Baggage handler uses WAN optimization to convey data

13.06.2006
Companies that make baggage-handling systems can have just as much trouble as your average traveler when it comes to getting something to its destination, even when it's data.

That's why G&T Conveyor Co., which has baggage-handling systems in more than 400 airports on three continents, started using a WAN optimization appliance from Riverbed Technology Inc. at remote sites to help it communicate with its main office. The Riverbed Steelhead WAN optimization appliances have saved the Tavares, Fla.-based company money and greatly increased its data transfer speeds.

The issue for G&T surrounds its use of a "portable office" of sorts that comes with a mini data center that sends data to remote sites for 12 to 18 months while the company installs new baggage-handling systems at airports, according to George Tilmon, supervisor of IT operations. The portable office has a firewall, switches, and other hardware, as well as the Steelhead appliance.

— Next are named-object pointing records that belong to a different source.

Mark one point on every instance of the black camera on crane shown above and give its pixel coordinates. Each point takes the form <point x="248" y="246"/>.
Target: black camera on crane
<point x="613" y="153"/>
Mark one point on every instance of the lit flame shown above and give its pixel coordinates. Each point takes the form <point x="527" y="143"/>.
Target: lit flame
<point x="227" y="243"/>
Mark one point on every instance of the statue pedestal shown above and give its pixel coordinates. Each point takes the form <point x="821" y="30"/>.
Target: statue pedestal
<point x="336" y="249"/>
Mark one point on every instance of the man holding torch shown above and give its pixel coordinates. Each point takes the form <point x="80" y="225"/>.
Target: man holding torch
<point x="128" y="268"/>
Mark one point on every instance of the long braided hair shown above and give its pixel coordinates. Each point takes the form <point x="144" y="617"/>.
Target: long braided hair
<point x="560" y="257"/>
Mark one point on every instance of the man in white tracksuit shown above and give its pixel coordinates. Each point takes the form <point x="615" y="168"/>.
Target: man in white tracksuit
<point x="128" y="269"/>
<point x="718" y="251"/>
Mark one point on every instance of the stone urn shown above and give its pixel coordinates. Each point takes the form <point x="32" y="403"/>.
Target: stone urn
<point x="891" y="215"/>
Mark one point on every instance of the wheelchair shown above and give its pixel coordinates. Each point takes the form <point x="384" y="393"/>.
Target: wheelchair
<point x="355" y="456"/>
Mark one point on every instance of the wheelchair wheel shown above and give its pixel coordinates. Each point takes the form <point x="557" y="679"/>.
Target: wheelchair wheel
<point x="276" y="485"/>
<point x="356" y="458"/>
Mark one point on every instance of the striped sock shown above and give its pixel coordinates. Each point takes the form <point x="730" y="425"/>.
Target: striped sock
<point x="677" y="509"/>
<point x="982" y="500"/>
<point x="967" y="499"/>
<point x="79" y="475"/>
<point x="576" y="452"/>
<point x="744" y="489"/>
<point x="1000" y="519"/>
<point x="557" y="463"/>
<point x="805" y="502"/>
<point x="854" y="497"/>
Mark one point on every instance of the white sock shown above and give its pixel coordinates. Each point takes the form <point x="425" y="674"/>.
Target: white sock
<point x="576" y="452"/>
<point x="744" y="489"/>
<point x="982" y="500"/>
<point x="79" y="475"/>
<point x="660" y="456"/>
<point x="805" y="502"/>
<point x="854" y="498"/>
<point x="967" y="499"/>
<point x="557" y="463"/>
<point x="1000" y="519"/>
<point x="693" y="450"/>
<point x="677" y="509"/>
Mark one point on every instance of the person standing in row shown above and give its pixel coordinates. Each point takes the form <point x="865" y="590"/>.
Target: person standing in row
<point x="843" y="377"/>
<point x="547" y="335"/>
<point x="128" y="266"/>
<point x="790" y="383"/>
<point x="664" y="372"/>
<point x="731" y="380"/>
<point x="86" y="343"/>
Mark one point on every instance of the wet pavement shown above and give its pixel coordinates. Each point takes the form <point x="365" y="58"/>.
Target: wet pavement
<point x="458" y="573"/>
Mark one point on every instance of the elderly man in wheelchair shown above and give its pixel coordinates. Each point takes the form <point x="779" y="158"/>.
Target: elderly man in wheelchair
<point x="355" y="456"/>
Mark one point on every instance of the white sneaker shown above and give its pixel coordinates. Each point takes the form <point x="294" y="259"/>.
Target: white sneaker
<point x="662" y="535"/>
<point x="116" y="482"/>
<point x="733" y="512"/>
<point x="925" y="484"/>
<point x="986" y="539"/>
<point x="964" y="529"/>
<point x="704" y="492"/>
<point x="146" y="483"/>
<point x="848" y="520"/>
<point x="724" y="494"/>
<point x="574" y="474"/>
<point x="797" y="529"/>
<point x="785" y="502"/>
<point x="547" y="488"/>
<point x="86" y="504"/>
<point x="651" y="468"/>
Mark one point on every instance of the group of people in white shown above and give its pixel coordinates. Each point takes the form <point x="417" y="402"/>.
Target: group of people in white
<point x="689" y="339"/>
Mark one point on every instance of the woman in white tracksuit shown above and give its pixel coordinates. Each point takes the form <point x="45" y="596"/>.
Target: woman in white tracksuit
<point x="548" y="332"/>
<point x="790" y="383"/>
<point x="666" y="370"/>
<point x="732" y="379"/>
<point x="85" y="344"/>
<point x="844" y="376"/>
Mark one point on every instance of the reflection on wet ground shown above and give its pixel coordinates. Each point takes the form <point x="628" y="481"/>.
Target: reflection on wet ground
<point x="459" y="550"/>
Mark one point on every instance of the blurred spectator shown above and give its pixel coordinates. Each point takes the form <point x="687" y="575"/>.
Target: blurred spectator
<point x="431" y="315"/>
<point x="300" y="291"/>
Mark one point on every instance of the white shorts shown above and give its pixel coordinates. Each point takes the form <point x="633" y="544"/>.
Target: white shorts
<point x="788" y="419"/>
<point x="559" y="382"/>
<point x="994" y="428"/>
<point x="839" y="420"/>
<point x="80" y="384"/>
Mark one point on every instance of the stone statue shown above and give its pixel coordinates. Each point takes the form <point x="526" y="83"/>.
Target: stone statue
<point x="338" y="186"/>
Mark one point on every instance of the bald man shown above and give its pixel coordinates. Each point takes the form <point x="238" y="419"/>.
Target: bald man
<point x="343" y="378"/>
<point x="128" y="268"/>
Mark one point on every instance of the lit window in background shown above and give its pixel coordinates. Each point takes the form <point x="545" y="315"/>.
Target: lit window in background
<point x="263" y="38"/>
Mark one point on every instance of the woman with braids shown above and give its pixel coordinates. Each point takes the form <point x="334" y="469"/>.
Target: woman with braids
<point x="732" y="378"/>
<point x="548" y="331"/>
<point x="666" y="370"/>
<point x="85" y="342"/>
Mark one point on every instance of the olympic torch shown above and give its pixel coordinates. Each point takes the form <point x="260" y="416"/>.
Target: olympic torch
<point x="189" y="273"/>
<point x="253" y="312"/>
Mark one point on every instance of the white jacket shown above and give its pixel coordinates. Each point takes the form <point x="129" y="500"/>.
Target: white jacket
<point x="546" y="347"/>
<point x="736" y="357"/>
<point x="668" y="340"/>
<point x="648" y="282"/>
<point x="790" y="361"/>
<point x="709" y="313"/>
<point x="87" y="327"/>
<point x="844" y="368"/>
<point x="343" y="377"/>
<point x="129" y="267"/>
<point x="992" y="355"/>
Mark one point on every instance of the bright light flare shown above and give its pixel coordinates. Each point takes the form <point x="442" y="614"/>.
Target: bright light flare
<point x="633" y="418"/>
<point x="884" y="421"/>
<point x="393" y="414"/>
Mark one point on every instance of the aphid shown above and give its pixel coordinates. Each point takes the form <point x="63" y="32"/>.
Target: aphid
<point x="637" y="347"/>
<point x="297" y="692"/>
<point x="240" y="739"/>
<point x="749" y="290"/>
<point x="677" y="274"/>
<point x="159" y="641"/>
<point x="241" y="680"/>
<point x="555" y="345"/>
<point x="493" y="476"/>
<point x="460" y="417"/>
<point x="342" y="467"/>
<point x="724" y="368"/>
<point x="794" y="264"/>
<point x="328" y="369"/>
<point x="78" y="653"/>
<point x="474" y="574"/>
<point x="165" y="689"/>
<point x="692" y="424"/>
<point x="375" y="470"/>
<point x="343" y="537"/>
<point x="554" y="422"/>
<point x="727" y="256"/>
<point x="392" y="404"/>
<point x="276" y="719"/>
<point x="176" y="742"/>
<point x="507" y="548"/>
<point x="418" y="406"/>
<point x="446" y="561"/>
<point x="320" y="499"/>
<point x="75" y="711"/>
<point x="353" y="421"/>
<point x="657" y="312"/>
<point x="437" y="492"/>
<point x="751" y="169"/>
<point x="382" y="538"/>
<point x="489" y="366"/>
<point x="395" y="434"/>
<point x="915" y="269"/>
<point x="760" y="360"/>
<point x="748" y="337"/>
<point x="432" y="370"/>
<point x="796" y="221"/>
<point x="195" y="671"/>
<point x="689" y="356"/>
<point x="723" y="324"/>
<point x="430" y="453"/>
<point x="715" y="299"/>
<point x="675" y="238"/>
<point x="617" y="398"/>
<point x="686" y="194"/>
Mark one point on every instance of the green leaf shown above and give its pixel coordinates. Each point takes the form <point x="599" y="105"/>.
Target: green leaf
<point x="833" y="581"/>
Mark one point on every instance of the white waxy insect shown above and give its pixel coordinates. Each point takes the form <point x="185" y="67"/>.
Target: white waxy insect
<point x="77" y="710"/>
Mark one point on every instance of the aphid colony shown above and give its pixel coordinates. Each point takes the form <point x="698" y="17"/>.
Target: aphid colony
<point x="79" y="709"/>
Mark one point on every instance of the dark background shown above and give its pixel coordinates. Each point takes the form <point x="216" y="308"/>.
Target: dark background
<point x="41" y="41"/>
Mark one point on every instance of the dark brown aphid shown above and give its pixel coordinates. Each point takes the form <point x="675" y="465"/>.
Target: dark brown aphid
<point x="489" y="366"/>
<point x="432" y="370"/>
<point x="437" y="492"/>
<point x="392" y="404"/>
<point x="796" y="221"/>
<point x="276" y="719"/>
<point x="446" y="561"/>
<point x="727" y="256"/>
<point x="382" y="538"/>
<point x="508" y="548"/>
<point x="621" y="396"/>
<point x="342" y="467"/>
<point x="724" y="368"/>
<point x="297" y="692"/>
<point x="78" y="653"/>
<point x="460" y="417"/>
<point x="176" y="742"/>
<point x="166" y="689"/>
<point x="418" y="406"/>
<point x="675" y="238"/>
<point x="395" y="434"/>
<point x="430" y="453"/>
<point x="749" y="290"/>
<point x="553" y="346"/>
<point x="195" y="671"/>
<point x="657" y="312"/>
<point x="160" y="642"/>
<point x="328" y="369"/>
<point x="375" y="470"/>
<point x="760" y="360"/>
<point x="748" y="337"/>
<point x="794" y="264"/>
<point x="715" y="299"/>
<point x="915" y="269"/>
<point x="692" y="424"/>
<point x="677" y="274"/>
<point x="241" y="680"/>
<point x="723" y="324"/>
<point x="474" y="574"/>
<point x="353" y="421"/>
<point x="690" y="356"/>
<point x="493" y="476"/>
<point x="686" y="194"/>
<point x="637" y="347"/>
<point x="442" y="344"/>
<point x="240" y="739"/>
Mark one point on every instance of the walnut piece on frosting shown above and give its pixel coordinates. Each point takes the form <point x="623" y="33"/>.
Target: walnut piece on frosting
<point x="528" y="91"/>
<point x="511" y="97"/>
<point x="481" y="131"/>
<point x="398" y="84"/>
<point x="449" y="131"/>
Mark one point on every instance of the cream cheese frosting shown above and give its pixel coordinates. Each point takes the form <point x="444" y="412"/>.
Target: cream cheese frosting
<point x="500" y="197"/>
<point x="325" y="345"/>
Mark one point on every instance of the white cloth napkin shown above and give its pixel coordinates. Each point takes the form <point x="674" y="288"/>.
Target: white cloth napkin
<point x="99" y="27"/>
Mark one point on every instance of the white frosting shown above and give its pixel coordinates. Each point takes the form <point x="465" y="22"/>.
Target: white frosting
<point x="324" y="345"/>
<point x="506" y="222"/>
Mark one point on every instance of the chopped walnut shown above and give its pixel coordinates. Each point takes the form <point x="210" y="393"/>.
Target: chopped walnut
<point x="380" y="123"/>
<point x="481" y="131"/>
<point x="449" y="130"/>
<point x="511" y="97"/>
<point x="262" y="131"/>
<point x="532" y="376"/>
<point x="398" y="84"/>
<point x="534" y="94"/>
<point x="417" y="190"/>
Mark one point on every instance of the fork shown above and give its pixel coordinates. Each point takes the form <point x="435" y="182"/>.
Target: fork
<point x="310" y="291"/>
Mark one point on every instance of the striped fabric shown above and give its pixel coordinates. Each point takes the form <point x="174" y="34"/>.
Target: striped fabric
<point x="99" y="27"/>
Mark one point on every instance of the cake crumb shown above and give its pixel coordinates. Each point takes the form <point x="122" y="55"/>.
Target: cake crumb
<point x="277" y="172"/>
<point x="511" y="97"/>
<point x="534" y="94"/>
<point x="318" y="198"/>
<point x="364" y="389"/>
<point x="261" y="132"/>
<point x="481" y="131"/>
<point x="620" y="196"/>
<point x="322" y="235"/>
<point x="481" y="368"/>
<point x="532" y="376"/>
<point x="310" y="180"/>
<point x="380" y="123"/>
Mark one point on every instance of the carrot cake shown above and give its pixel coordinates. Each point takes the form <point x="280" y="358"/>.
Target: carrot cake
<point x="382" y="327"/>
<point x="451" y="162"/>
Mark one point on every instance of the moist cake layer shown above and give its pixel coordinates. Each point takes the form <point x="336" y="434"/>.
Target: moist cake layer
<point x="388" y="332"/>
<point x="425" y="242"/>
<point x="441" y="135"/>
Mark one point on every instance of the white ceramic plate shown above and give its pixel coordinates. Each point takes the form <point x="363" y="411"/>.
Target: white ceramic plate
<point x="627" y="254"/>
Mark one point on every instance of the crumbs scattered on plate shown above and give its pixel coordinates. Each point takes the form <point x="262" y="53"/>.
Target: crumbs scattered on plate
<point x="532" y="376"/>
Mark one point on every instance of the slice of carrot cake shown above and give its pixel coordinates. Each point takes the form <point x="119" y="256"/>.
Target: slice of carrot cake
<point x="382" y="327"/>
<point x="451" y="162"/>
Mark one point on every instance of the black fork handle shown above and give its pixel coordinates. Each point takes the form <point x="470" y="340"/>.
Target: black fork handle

"The problem we were trying to solve was collaboration," Tilmon said. The company has to send large AutoCAD mechanical engineering files and project schedules from project management applications such as Microsoft Project or Primavera from Primavera Systems Inc.

"The challenge was that project managers on-site in remote locations were being challenged keeping management informed because of a delay," Tilmon said.

G&T uses two sizes of the Steelhead appliance, with the two US$5,500 models in Dallas and Tavares supporting T1 lines and a $3,500 model in Minneapolis supporting a DSL connection, Tilmon said.